96 Camry intermittent starting problem-low idle-power level change

intermittent
camry
#1

Gee–as I look through the previous posts, I see the problem is not uncommon, but strangely, no one goes back to the discussions to offer what specifically fixed their problem! So, here is the same question again:

- '96 Camry LE auto at 72,000 mi (driven in warm climate)

- intermittent starting–first thing am or after driving and being parked for hour or so

- ignition/cranks, then idles low and almost (or does) stall out (almost as if it’s not getting enough gas)

- low idle (almost stalling) when stopped in traffic

- drops and bursts of power

- Today for second time, car would not start up at all with ignition (it’ll be my second tow to the shop)

- been ongoing for 6 months

- been in shop 4 times

- not battery, distributor, ignition, and whatever else was checked; no codes have come up on scans

- I have a partially disabled after-market alarm system, just passive ignition lock function (which is malfunctioning intermittently) (I saw a comment on another forum suggesting that could be the problem…)

- last suggestion from my mechanic: replace ICS (part approx $400)



#2

There is a very complicated procedure your mechanic should try: use an MAF (Mass Air Flow) sensor spray cleaner; and, a Throttle Body Cleaner to clean the throttle bore, throttle plate, and iac (idle air control) valve.
The next very complicated procedure would be to measure the voltages and ohms of the sensors–such as the MAF, IAC valve. Using the digital multimeter, and repair manual, these checks CAN be done. Your Wallet will, “Thank you”.

PS: I’m kidding about the “very complicated” part, and, any “very difficult” implied procedure. 'Tain’t.

#3

Thanks Kit. I omitted this from conditions above: the first time car towed to shop, there was no ignition/turn over–just dead when key turned to ON position in ignition.

#4

If the after-market anti-theft system is wired to cut the ignition (spark), it could be your problem. The ignition switch could, also, be your problem. It’s much cheaper to change that than the ICS (Ignition Control S?), first. http://www.autozone.com/R,3870235/vehicleId,2145802/initialAction,partProductDetail/store,1140/partType,00189/shopping/partProductDetail.htm

#5

No, that is an Idle Control Sys.

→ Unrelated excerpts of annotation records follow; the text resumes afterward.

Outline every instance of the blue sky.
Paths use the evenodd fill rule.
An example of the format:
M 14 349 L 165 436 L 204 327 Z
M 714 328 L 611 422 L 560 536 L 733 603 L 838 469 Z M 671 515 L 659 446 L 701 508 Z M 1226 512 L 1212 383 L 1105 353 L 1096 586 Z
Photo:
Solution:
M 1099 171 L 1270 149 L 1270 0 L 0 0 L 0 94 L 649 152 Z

Also, I omitted from conditions as stated: heavy vibration with low idling (maybe that’s a given?). The guys at the shop did check the ignition system though…I think they checked into the solenoid also. Twice they wrote no service ticket because they weren’t sure they’d got it, and I don’t remember well what they said.

#6

The part may be the Idle-up Control Valve (ICA) or the Idle Air Control Valve (IAC). The internal cleaning, I spoke of, is for the throttle body and includes the IAC. A thorough cleaning can restore engine performance; though, that’s not a guaranty-----but, what is?
This shows how the IAC valve is checked out: http://www.autozone.com/shopping/repairGuide.htm?pageId=0900c152801ccbd9
The A/C Idle-up Control raises the idle rpm when the A/C is being operated in your warm climate: http://www.autozone.com/shopping/repairGuide.htm?pageId=0900c152801ccc3d
There are shops which won’t do cleanings because it’s not a 100% sure fix, and they make a profit from selling parts----even, if those parts don’t fix the problem.
The internal cleaning isn’t a “glamorous fix”, and it’s low-tech; but, if it works, who cares?

#7

I mis-stated the answer to your question above, it the idle control sensor (not system) that my mechanic recommended replacing.

#8

Kit, I just heard from my mechanic who told me to hold the gas pedal down while turning the key in the ignition, and hold until it idles normally, which did work…until the next time. So something still does need to be fixed.

#9

If no one does any of the simple things, such as I spoke of (they really are simple), where does one start? Throwing expensive parts at it? Any novice mechanic can do the simple things. If the basic parts of the engine, air intake, and fuel aren’t taken care of, one is shooting oneself in the foot (or, one’s “mechanic” is shooting you in the foot.).

#10

Yes, I understand. Mechanic is back to work tomorrow. I’ll go in & ask what all he looked at/did in the time not charged/no service ticket written and then go over anything he didn’t that you and others have stated–including removing the anti-theft sys wiring. All this before an expensive part.